LGBTQ+ in Bulgarien: Verlogene Solidarität

Die demonstrative Sympathie von Po­li­ti­ke­r*in­nen mit der LGBTQ+-Community ist verlogen. In Bulgarien lebt der Hass auf sexuelle Minderheiten.

Mann im Profil trägt Regenbogenfahne und Maske

Protest gegen homophobe Attacken Sofia am 1. November 2021 Foto: Hristo Vladev/imago

Verlogener geht es nicht: Da wird in der bulgarischen Hauptstadt Sofia ein Treffpunkt der LGBTQ+-Community überfallen und eine Aktivistin von einem der Eindringlinge ins Gesicht geschlagen. Und was passiert? Führende Po­li­ti­ke­r*in­nen verleihen ihrer Bestürzung Ausdruck, darunter auch auch der frühere Regierungschef Bojko Borissow. Gerade der ist bislang keineswegs durch Solidaritätsbekundungen für die Minderheit aufgefallen.

Borissow regierte von 2017 bis 2021 in einer Koalition mit dem nationalistischen Wahlbündnis Vereinigte Patrioten. Diese Truppe war, wo es um Hetze gegen Ver­tre­te­r*in­nen der Minderheit geht, stets an vorderster Front unterwegs.
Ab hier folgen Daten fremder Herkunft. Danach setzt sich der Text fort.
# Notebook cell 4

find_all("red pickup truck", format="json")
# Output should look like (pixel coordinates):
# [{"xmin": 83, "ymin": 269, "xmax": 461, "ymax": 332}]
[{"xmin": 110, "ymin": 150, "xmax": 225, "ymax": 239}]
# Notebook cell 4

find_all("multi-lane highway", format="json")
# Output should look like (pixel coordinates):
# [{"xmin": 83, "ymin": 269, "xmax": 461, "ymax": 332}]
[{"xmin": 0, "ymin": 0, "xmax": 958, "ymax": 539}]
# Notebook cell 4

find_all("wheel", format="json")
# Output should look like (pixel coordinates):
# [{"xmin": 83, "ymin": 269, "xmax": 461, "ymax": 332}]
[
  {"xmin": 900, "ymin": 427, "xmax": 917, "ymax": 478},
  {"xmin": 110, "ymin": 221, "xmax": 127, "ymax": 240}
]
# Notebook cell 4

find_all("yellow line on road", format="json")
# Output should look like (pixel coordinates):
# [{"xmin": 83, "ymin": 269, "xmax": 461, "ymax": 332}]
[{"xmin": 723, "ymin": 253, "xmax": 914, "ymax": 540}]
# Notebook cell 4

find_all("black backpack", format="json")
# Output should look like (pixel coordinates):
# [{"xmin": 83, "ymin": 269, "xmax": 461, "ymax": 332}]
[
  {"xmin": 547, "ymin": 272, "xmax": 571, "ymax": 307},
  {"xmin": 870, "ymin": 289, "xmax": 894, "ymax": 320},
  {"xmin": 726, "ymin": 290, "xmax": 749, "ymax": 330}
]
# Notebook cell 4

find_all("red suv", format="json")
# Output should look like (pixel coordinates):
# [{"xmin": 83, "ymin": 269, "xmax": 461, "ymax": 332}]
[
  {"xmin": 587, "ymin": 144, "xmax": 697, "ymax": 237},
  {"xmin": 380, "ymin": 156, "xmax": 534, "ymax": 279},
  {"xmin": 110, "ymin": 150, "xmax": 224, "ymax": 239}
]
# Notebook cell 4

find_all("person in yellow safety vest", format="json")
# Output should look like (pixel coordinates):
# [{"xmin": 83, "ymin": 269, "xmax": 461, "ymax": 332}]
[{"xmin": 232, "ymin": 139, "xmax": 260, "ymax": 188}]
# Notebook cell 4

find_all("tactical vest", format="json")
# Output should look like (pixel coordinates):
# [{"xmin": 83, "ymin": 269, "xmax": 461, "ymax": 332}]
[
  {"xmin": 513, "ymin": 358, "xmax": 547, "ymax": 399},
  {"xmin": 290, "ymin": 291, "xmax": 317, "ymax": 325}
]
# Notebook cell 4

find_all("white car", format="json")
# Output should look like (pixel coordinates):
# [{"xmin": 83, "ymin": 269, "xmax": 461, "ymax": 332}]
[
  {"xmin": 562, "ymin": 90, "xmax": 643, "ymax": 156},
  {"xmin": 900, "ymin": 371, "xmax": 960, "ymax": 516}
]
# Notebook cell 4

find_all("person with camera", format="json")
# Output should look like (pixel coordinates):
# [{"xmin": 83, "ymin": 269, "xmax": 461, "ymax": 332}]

Noch unappetitlicher ist der Vorfall angesichts der Tatsache, dass der selbst ernannte „National-Sozialist“ und Rechtsaußen Bojan Rasate an der Aktion federführend beteiligt war.

Rasate will übrigens bei der kommenden Präsidentenwahl antreten. Seine Haltung gegenüber der LGBTQ+-Community wird ihm dabei keinen Abbruch tun. In weiten Teilen der Gesellschaft herrschen nach wie vor Hass und Ablehnung, wenn es um die Belange sexueller Minderheiten geht. Ausgrenzung, Stigmatisierung bis hin zu körperlichen Übergriffen sind an der Tagesordnung.

Selbst unter den demokratisch gesinnten Po­li­ti­ke­r*in­nen gibt es kaum solche, die sich die Forderung von LGBTQ+-Menschen nach Schutz und Wahrung von deren Rechten zum Anliegen machen. Eine Art Vorspiel zur Verwüstungsorgie in Sofia könnte auch ein Urteil des bulgarischen Verfassungsgerichts über die Istanbul-Konvention von Ende Oktober gewesen sein, die seit ihrer Annahme durch die Regierung 2018 im Parlament dümpelt.

Die Konvention verstoße gegen die Verfassung, da der Terminus „Geschlecht“ auch als soziale Kategorie gelesen werden könne. Mit anderen Worten: Wieder eine volle Breitseite gegen LGBTQ+. Immerhin hat die Zentrale Wahlkommission Rasate die Immunität entzogen, was den Weg für eine Anklageerhebung frei machen würde. Ob das an der Situation von LGBTQ+ etwas ändert, ist eher zweifelhaft.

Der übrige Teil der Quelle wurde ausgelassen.